Living in Uganda myself, I can really relate to much of what she says, it is not so very different today. The hues and scents of these gardens, the varied sources of the design elements and of the chosen construction materials, make this monument an important reminder of the power and elegance of diversity, while the sentiments that moved its patrons, united them in a shared virtue. We thank Dr Jamal for bringing them to our notice. A memoir of an Indian woman whose early years were spent in Uganda. This the story of Yasmin's upbringing in Uganda, Amin's coup and subsequent exile of all the Asians from his country, and the family's struggles to be accepted in Britain.
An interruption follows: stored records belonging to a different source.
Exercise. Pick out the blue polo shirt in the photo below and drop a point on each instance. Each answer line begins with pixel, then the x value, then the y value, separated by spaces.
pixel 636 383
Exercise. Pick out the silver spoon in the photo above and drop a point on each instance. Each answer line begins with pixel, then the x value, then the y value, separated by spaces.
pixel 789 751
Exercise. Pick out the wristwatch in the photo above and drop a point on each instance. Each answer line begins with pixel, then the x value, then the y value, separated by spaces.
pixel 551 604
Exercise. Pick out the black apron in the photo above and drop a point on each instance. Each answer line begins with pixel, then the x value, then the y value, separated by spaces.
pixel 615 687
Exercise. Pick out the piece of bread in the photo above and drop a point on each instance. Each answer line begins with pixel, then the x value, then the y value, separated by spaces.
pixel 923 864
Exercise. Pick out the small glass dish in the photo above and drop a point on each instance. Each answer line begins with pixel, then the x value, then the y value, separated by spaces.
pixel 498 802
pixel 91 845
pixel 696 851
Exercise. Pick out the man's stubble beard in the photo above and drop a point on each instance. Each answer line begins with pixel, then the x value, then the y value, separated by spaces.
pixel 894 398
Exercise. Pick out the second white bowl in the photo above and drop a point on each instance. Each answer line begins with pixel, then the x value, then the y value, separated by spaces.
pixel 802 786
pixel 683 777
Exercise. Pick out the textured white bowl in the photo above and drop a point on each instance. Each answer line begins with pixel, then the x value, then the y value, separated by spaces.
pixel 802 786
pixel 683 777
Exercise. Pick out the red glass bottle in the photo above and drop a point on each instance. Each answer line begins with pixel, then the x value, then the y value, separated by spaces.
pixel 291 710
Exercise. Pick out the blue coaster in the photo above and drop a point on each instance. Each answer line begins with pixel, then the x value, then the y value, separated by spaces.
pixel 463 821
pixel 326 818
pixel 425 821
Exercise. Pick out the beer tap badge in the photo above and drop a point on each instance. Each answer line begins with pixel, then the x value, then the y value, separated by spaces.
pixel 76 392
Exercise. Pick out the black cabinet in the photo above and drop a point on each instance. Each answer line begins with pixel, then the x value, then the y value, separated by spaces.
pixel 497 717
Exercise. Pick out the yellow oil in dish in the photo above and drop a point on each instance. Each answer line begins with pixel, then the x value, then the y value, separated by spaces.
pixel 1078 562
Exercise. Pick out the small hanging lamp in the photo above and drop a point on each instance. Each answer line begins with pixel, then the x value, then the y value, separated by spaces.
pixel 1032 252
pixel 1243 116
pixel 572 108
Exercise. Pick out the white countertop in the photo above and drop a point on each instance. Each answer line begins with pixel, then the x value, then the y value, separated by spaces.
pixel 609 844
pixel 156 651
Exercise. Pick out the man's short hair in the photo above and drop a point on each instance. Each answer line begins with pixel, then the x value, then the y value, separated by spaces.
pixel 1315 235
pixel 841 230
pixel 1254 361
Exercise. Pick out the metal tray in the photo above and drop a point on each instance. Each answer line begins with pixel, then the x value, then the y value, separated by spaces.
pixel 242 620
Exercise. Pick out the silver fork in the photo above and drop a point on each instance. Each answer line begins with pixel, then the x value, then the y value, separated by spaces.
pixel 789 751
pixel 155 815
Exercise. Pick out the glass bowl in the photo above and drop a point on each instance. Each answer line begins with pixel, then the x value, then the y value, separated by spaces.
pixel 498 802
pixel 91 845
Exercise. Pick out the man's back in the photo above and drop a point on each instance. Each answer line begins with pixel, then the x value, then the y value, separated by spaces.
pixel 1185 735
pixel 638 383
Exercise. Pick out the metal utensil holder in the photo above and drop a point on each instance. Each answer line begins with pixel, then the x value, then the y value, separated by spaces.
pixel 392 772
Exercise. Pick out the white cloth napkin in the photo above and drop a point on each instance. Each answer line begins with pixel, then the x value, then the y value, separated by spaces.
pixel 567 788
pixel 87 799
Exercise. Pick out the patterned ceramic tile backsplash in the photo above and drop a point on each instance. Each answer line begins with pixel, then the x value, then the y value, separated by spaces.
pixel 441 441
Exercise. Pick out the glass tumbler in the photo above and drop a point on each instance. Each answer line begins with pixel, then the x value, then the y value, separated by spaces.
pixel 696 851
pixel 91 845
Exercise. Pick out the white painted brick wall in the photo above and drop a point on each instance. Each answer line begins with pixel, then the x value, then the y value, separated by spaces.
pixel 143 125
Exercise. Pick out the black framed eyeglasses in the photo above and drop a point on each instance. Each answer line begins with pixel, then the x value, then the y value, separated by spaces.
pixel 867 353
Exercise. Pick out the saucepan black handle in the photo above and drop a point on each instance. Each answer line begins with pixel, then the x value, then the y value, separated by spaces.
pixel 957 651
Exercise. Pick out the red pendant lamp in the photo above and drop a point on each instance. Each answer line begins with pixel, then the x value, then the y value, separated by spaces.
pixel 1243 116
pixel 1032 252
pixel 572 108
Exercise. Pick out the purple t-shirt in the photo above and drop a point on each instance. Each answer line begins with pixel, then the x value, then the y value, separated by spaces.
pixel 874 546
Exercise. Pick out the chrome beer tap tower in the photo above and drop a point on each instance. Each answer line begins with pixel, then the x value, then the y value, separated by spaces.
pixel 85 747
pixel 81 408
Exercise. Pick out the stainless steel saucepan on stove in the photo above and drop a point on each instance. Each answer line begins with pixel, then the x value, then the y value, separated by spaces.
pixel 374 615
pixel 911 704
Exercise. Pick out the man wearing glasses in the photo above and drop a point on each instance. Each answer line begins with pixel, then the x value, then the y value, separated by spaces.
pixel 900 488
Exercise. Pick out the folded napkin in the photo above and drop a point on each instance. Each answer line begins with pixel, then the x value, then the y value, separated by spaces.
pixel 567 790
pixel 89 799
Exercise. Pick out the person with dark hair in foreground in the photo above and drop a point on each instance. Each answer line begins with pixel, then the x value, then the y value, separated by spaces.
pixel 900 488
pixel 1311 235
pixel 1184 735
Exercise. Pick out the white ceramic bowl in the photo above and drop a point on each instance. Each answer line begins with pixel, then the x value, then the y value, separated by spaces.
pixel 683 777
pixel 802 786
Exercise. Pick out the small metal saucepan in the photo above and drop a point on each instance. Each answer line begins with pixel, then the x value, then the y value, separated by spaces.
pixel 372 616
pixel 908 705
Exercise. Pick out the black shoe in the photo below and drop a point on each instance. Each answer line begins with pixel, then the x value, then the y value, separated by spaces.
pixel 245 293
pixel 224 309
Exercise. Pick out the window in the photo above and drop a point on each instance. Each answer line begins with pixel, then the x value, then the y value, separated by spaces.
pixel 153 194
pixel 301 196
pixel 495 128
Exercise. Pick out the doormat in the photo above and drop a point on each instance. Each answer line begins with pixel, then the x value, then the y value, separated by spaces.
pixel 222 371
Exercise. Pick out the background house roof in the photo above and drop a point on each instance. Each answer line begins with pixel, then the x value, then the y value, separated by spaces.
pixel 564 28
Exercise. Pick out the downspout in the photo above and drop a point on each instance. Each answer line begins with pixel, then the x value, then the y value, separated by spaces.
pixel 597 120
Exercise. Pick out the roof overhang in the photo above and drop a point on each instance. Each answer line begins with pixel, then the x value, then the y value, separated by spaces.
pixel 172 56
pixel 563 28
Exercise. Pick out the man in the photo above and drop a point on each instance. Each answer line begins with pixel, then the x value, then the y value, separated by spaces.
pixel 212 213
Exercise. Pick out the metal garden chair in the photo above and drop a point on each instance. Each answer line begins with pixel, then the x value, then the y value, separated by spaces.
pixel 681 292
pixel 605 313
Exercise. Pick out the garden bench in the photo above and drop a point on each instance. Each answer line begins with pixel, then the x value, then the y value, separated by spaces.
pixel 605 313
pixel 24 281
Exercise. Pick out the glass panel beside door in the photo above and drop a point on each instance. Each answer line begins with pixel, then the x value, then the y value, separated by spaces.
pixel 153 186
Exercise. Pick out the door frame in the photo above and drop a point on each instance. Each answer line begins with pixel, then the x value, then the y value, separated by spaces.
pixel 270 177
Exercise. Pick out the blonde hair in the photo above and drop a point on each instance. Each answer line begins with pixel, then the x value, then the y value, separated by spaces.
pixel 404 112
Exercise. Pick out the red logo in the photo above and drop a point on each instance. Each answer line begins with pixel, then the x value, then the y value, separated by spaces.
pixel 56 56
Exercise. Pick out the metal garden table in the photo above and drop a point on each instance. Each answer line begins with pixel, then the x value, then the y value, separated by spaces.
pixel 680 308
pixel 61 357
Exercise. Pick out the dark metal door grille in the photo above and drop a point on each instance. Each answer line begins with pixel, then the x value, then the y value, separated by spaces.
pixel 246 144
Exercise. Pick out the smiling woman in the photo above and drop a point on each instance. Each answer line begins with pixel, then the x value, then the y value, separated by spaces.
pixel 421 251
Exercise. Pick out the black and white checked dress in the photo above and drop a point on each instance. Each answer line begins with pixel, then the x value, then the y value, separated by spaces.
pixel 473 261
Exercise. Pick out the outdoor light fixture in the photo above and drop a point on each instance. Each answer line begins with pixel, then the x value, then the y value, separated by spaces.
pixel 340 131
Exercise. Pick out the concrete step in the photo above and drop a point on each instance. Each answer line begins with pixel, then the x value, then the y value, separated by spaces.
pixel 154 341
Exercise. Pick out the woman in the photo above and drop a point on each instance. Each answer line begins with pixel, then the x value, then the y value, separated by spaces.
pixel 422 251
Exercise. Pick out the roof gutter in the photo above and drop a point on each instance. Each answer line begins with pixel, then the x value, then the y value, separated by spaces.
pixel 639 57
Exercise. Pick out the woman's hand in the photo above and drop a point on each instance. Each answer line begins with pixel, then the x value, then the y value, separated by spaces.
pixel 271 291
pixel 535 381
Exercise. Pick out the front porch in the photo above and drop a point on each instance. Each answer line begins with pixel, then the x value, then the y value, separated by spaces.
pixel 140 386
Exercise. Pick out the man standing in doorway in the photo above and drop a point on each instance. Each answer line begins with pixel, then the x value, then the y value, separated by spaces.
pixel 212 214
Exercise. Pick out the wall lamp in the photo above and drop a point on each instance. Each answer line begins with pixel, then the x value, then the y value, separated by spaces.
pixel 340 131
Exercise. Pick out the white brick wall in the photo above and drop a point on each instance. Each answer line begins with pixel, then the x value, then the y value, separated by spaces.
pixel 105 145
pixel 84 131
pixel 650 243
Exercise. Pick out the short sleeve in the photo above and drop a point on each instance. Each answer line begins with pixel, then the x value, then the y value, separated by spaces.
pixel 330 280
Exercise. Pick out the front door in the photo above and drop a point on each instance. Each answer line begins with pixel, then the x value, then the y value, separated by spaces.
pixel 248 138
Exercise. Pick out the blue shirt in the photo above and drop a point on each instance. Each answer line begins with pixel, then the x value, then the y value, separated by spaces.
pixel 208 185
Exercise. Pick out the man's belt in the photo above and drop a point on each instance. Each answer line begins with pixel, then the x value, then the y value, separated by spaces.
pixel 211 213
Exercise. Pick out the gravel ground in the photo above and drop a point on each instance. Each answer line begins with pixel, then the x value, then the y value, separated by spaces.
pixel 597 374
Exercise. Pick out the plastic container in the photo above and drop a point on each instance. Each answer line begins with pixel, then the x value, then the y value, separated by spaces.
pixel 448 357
Her true-to-life meetings with Idi Amin were especially interesting. That imagery has various other very agreeable parallels in her work today. The Settler's Cookbook: A Memoir of Love, Migration and Food, details Alibhai-Brown's mental and physical journey as an East Indian Muslim who was expelled from Uganda in 1972 by then-president Idi Amin and now calls London home. Tags: Yasmin Alibhai-Brown trackback These reviews were forwarded by Dr Vali Jamal, Kampala, Uganda, which he received in an on-going communication with Yasmin Alibhai-Brown. I'd previously read Yasmin Alibhai-Brown's articles in the Independent, so I knew a little about her, but this book was very interesting and really illuminated some world history that had previously passed me by.